I saw a decent idea on You tube that covers most of the bases .





Something like this.

Bob


----------



## Kirk (Apr 20, 2007)

Bob,

This is a good video and shows what a person needs to be aware of.

All I would add, make sure that the outfeed table is flat and parallel to the machines outfeed table.

Glad he added that outfeed leg.

W. Kirk Crawford
Tularosa, New Mexico


----------



## Tikka (May 14, 2007)

Hi Bob, I cannot help you with the 6" version, but I have had the need to extend my 8" joiner for edging some 16' x 12" x 3" oak boards (these are extremely heavy when you are working alone).

My answer was to use a roller stand about 3' from the out-feed table.
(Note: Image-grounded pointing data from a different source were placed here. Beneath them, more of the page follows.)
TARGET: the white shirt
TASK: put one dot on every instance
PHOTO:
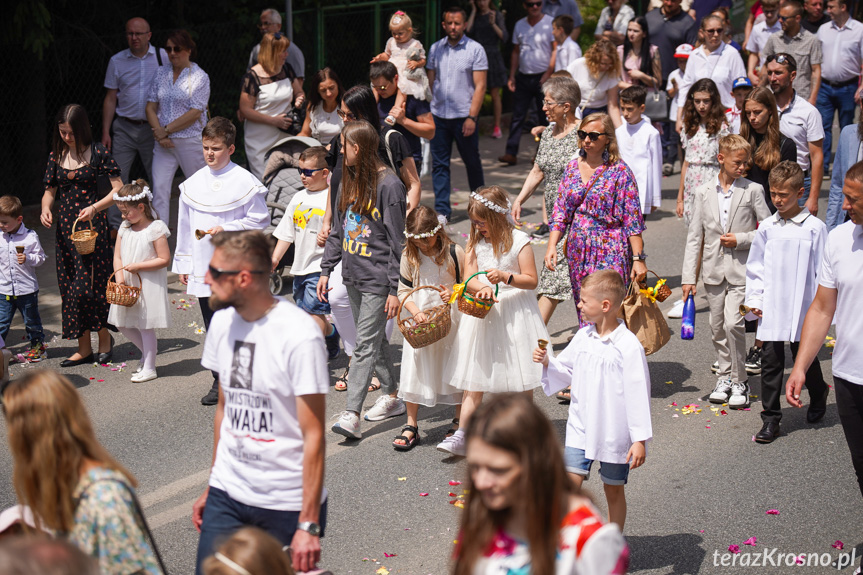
(842, 270)
(782, 273)
(567, 53)
(20, 279)
(131, 77)
(259, 458)
(842, 50)
(534, 44)
(300, 226)
(801, 121)
(610, 408)
(721, 66)
(760, 32)
(641, 149)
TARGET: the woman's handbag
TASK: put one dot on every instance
(644, 318)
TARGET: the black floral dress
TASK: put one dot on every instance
(82, 279)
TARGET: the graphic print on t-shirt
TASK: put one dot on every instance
(241, 366)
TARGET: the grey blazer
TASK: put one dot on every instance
(748, 207)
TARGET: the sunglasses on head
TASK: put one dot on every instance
(592, 136)
(216, 273)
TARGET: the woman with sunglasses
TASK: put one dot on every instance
(271, 91)
(600, 209)
(176, 107)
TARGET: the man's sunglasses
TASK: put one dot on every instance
(216, 273)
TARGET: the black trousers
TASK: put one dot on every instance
(849, 401)
(772, 376)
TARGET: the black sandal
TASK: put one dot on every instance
(453, 428)
(408, 442)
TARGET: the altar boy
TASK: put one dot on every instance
(640, 147)
(220, 197)
(781, 281)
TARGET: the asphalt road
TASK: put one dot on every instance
(705, 486)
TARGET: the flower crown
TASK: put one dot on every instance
(490, 204)
(424, 235)
(145, 193)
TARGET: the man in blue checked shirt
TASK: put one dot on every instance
(457, 68)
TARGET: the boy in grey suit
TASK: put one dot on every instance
(725, 215)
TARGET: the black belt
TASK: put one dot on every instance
(832, 84)
(134, 122)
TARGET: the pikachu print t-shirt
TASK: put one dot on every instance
(300, 225)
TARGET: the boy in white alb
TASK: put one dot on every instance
(640, 147)
(781, 281)
(219, 197)
(300, 225)
(609, 417)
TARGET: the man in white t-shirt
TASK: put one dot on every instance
(268, 459)
(532, 63)
(839, 294)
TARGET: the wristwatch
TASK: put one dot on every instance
(311, 528)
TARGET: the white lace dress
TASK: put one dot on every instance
(495, 354)
(151, 310)
(422, 375)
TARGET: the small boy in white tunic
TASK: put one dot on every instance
(609, 416)
(781, 281)
(220, 197)
(640, 147)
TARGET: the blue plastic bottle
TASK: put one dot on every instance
(687, 325)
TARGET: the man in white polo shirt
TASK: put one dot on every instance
(839, 294)
(800, 121)
(532, 63)
(842, 41)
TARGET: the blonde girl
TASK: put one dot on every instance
(142, 249)
(430, 258)
(409, 57)
(494, 354)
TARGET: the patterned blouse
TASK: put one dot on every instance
(190, 91)
(107, 526)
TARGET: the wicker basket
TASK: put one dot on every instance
(436, 326)
(84, 240)
(121, 294)
(470, 305)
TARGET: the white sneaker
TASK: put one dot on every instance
(721, 391)
(676, 312)
(385, 406)
(454, 444)
(142, 376)
(348, 425)
(739, 396)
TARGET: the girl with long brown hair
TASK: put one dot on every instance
(759, 124)
(72, 484)
(430, 258)
(367, 238)
(522, 512)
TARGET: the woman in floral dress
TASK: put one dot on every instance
(71, 186)
(600, 209)
(557, 147)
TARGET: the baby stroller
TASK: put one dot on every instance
(283, 181)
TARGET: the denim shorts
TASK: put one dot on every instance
(306, 294)
(610, 473)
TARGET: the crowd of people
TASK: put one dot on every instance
(365, 253)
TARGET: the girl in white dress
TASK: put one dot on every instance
(142, 248)
(430, 258)
(494, 354)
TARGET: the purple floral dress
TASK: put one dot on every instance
(603, 213)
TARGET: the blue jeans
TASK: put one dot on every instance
(447, 130)
(831, 100)
(223, 516)
(28, 305)
(527, 88)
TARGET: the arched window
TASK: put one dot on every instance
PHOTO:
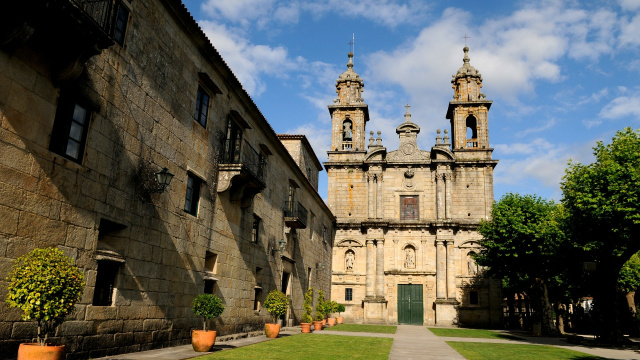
(472, 266)
(349, 260)
(409, 257)
(472, 132)
(347, 130)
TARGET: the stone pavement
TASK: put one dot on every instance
(409, 343)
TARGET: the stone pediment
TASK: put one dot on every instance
(376, 155)
(441, 153)
(408, 153)
(349, 243)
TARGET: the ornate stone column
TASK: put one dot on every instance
(439, 199)
(379, 206)
(370, 275)
(448, 188)
(451, 273)
(441, 270)
(380, 268)
(371, 182)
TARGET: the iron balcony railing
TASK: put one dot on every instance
(294, 209)
(240, 152)
(103, 12)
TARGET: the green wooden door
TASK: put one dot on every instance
(410, 308)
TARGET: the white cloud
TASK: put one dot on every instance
(248, 61)
(622, 107)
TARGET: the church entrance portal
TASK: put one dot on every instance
(410, 308)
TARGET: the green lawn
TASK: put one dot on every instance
(311, 347)
(489, 351)
(380, 329)
(472, 333)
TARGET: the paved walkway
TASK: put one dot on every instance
(409, 342)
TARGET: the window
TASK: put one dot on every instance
(348, 294)
(202, 106)
(233, 142)
(255, 231)
(209, 286)
(473, 298)
(409, 207)
(70, 129)
(105, 283)
(122, 17)
(192, 197)
(257, 296)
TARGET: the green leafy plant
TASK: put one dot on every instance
(208, 306)
(276, 304)
(320, 310)
(45, 285)
(308, 299)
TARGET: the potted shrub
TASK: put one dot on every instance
(306, 316)
(45, 285)
(320, 311)
(208, 306)
(331, 307)
(340, 309)
(276, 304)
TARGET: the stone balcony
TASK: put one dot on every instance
(241, 172)
(62, 34)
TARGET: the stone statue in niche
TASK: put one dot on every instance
(409, 258)
(472, 267)
(349, 259)
(347, 134)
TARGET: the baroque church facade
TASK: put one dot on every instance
(407, 219)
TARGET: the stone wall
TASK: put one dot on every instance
(142, 98)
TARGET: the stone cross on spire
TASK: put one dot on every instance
(407, 115)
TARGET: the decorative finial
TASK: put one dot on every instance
(465, 37)
(352, 43)
(407, 115)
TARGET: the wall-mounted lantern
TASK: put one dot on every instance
(163, 177)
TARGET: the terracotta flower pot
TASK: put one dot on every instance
(306, 327)
(33, 351)
(202, 340)
(271, 330)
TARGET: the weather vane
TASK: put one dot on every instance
(465, 37)
(352, 43)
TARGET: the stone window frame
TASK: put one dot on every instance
(203, 102)
(71, 126)
(417, 207)
(122, 16)
(192, 193)
(106, 285)
(348, 294)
As the out-feed table height is fixed, the stand can be positioned extremely accurately very quickly, it can also be made to be precisely co-planer with the out deed table. I also did the same on the in-feed side (but the cutting depth was fixed, so I did not have to keep adjusting the in-feed rollers).

Watching the video - He checks for the out-feed being co-planer with the fence side, but not the outside of the out-feed table . I guess this is OK for edging a board, but what happens when you want to flatten a 6" wide board - the basic concept is simple and good, but need a little more refinement to get really good results.


----------



## boboswin (May 23, 2007)

Thanks for comming into this thread fellas.
I'm making notes and hoping to get something made up on the weekend.

Bob


----------



## NathanAllen (Oct 16, 2009)

I second using outfeed rollers. Attaching anything to your jointer that is lighter than cast iron is asking for excessive vibration.


----------



## GaryK (Jun 25, 2007)

I wouldn't try it without the support leg.
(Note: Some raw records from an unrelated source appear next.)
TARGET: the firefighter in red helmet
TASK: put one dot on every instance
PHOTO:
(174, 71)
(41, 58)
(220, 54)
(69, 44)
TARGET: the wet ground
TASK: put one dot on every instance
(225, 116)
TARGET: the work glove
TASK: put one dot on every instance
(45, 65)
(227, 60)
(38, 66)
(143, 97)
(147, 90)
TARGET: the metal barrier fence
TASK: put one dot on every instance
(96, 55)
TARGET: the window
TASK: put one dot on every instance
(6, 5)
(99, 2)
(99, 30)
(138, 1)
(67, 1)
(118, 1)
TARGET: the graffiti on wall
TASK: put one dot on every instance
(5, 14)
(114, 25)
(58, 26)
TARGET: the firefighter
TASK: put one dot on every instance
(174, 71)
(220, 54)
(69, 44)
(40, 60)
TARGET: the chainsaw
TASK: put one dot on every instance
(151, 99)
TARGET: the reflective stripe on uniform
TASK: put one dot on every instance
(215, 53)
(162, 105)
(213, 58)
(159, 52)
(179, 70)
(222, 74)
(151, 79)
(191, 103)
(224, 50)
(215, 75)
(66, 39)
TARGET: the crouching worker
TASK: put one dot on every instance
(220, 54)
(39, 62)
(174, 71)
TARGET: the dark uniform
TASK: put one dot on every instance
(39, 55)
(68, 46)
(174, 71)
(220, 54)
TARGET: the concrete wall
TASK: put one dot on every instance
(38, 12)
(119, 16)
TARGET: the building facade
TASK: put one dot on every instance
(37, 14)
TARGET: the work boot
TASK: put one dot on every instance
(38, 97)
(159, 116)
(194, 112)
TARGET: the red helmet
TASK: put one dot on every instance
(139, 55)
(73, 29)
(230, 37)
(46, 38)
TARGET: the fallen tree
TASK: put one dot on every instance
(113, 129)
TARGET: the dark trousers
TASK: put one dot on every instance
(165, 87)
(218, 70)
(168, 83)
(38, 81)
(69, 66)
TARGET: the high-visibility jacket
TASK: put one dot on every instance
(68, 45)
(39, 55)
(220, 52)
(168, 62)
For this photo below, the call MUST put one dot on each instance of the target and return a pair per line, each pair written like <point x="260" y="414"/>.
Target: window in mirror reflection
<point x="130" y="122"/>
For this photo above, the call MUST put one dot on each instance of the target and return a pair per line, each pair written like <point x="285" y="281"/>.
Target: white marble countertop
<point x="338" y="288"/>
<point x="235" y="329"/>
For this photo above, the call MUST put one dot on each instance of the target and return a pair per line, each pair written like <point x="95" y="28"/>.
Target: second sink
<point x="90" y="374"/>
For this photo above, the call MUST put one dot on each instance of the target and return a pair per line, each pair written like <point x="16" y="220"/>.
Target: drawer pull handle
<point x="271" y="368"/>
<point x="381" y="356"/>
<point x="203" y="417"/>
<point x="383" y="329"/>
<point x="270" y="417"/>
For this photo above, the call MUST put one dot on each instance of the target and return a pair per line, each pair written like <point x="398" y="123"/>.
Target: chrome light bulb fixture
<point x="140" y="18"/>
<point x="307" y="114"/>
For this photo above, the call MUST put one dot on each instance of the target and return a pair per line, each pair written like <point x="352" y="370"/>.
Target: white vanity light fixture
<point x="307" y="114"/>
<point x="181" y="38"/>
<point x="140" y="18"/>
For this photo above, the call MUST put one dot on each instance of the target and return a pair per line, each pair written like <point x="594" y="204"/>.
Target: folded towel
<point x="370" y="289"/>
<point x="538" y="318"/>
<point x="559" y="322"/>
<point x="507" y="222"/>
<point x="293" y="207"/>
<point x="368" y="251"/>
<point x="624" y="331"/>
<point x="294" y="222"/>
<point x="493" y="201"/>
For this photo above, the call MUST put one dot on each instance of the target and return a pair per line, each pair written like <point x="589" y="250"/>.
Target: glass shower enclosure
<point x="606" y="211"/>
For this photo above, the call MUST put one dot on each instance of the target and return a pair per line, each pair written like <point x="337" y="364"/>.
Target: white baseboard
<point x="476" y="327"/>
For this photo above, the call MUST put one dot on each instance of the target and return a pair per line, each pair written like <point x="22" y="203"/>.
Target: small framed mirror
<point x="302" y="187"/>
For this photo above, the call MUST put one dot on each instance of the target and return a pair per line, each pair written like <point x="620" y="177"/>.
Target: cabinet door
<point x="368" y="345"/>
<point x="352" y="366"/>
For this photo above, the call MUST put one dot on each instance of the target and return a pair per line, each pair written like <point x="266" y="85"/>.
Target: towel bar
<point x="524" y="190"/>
The leg(s) would also allow you to make sure the extension was exactly level with your jointer giving you one long flat surface.

I would also want to physically attach the extension to the table so there is no chance of it moving away or
changing position.

I could take or leave the extended height and length of the fence.


----------



## Karson (May 9, 2006)

I see where he used the extension on the height to be his support for the extension surface. That is the only place that he attached the bed to the jointer. The height doesn't give you much extra benefits.

Good luck Bob.


----------



## a1Jim (Aug 9, 2008)

I've seen them were the whole jointer is inside a table but that kills the adjustable part of the out feed. If you want to try this approach I'm with Gary on or more legs would make it much more stable.


----------



## ondablade (Aug 23, 2009)

Hi Bob. Another option might be to use an aluminium extrusion.
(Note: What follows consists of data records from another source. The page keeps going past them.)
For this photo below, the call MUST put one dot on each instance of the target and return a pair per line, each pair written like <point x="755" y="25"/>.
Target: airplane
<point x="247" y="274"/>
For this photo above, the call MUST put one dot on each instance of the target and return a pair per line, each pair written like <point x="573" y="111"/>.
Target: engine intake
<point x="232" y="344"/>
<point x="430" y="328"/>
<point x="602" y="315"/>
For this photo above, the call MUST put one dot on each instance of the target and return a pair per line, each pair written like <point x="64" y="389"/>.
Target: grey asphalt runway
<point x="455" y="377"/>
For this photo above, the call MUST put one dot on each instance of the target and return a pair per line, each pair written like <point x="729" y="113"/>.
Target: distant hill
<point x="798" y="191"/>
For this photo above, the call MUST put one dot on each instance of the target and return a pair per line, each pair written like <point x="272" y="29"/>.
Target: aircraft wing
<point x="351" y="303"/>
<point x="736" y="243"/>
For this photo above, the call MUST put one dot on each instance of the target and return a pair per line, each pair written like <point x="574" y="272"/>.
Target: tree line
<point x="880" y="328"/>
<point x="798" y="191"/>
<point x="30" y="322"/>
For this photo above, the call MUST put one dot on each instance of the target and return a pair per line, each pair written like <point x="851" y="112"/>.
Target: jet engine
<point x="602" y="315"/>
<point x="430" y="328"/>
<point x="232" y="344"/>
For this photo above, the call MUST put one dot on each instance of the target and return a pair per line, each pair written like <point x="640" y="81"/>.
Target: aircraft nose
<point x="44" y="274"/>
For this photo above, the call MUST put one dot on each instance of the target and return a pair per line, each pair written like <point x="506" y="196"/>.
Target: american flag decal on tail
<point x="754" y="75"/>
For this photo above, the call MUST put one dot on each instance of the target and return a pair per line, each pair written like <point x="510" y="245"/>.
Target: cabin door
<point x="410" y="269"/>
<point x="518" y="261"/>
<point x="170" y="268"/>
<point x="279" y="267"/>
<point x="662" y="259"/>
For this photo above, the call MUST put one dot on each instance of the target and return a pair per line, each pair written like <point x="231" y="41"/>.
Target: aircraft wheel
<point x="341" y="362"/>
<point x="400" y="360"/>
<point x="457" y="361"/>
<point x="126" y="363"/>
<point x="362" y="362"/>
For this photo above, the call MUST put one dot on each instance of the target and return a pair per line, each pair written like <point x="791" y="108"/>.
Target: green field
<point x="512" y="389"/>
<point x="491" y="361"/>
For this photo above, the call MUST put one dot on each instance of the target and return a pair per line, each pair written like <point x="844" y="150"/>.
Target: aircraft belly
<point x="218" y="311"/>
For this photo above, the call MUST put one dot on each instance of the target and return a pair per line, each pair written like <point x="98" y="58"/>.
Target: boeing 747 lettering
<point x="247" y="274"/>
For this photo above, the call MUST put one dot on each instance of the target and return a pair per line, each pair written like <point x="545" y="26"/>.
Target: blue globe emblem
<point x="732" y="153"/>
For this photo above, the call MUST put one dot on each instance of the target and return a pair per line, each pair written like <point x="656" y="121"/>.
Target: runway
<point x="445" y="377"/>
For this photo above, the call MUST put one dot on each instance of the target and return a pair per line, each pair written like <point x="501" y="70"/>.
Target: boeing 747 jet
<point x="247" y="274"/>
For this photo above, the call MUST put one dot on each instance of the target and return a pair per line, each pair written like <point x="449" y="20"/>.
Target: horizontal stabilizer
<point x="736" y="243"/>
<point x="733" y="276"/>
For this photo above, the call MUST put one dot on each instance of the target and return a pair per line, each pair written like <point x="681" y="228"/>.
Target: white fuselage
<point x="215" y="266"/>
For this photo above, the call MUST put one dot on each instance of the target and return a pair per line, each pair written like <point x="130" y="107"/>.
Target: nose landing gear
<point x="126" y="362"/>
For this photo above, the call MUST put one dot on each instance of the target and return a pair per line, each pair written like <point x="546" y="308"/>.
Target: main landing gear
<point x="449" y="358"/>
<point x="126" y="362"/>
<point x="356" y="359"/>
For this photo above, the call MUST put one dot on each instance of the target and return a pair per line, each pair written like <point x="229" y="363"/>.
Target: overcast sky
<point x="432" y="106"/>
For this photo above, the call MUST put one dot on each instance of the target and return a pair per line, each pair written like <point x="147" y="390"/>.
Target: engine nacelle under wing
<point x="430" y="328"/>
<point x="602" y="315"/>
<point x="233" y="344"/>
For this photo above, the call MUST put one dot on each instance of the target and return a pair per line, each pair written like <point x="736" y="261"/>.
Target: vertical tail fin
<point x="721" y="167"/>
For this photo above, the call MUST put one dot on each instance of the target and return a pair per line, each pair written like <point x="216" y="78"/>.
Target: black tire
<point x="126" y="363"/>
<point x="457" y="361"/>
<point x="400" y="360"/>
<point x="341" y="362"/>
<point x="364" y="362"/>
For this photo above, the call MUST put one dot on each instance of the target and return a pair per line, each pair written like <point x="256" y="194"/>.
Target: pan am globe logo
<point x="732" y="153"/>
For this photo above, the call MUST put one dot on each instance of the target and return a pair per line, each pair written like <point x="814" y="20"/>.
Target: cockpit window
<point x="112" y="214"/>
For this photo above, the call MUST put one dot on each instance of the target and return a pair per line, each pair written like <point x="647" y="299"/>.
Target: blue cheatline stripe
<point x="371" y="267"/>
Felder/Hammer do cantilevered (unsupported) aluminium table extensions in various lengths for use on their planer thicknessers and spindle moulders. You can see some examples shortly after the start of this video: http://www.ukhammer.co.uk/video.php?regiongb-en&video_id=42

The extension is an aluminium extrusion, and attaches by hooking over a rail bolted to the vertical web at the end of the table.

This can be bought as an accessory for about $150, but if too expensive it'd probably not be too hard to work something up using a length of aluminium channel (the 6 in width would make it easier), a piece of stainless angle and some bolts. You could probably figure out a way to install a jacking bolt or two to level it to the table as well…

ian


----------



## boboswin (May 23, 2007)

Excellent suggestions guys.
I am going to do some measuring tonight and try to put together a sketch to help identify the areas of concern.
Tomorrow I head off to the annual wood show so my mind is not made up completely on the solution as yet. (evil grin heading over to the General International booth)
I do not have room for a larger jointer so I am leaning toward a removable extension with adjustable legs.


----------



## DanYo (Jun 30, 2007)

I always used a roller stand and had good luck.


----------



## Russel (Aug 13, 2007)

Bob, I will be quite interested in what you end up with. There have been many times I wished my table was a bit longer.


----------